In 1839 Dilue Rose married Ira Harris, a native of New York state, and in 1845 they moved to Columbus. Ira Harris became Sheriff of Colorado County serving for a number of years. They built their modest “tabby” home in 1858 and lived in it with their nine children. Ira Harris died in 1869 and Dilue Rose Harris passed away in 1914.
During the 1850’s there were at least 10 “tabby” houses and buildings constructed in Columbus, including the County Courthouse and the Baptist Church. A unique type of construction for this area, “tabby” is a mixture of gravel, sand, and lime mixed with water and poured into large block forms that were fitted together to make walls 12” to 14” thick.
Due to deterioration of the structure, a restoration was undertaken in 1977. Central heating and air-conditioning was installed, the original stairway—a steep ladder type—was lengthened and turned. Bathrooms and a kitchen were added.
The basement floor of the Dilue Rose Harris house, originally dirt, was replaced with brick pavers. Items unearthed when the basement floor was excavated are displayed in the kitchen and include such things as pottery, medicine bottles, and iron hinges.
The house retains its original pine woodwork, floors, ceilings, and cedar thresholds. Door frames in the basement are cedar to discourage termites. All of the four panel doors are original and have doorknobs of stoneware with a Rockingham (brown molted) glaze. One original basement door remains and retains its original paint. The fireplace mantles are also original, made of pine. The first roof was made of cedar shingles.

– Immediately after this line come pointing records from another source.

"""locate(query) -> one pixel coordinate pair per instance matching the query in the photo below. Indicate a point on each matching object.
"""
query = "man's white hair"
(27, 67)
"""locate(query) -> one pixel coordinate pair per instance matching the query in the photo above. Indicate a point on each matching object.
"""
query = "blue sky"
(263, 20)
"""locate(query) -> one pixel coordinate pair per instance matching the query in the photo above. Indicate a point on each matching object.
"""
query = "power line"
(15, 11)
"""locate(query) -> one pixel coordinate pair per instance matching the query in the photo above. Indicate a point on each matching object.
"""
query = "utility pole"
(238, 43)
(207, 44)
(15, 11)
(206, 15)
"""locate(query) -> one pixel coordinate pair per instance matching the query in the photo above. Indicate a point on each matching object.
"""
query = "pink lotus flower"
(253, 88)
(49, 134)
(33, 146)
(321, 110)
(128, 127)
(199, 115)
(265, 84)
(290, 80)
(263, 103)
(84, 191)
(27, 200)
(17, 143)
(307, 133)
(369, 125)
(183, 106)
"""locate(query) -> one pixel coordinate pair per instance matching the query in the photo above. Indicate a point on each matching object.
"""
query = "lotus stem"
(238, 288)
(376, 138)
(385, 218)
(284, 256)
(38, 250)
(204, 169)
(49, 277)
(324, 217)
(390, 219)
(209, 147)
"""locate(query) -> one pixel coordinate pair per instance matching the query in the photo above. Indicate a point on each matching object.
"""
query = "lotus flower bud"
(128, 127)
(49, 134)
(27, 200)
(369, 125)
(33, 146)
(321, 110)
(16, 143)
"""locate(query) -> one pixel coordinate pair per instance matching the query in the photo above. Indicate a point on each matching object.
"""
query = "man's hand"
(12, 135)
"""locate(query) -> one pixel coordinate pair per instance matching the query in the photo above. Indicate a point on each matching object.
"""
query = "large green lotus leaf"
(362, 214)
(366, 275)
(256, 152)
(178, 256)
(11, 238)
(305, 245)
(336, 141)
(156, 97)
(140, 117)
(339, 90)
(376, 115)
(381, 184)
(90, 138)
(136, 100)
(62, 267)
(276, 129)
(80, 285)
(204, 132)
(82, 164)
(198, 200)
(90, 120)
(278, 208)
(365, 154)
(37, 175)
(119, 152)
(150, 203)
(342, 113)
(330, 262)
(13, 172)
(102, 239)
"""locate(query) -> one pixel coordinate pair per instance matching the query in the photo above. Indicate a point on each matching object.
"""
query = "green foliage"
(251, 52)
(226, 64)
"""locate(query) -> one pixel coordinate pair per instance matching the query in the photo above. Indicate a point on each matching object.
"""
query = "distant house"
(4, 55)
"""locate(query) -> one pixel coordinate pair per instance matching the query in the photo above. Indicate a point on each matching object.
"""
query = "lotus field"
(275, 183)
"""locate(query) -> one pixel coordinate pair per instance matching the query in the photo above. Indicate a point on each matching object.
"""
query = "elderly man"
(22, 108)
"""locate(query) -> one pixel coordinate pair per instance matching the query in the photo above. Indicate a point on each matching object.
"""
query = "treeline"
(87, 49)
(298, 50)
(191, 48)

In 1988 and 1989 the Dilue Rose Harris House was converted into a museum house. It is furnished with Early Victorian walnut and Texas pine pieces, some being from families from the Columbus area. Also displayed is a walnut plantation-type desk made for Dr. Pleasant Rose by slaves on his farm at Stafford’s Point. The Victorian style walnut center table in the parlor was the property of a daughter, Laura Harris Hahn. Both pieces of furniture were given to the Dilue Rose Harris House by Douglas Hahn, a grandson of Dilue Rose Harris.
Another interesting architectural feature generally confined to this area is the presence of two front doors. Obviously, this was done to increase circulation of air during the long, hot months in houses of modest size with no center hall. Many of the houses built in Columbus during the 1850’s had basements, primarily because the builders were originally from the northern part of the United States where basements and cellar were considered a necessity. However, it soon became apparent that in this warm, damp climate a basement was not practical for storage. After the 1860’s, houses were no longer built with basements, but instead set on piers.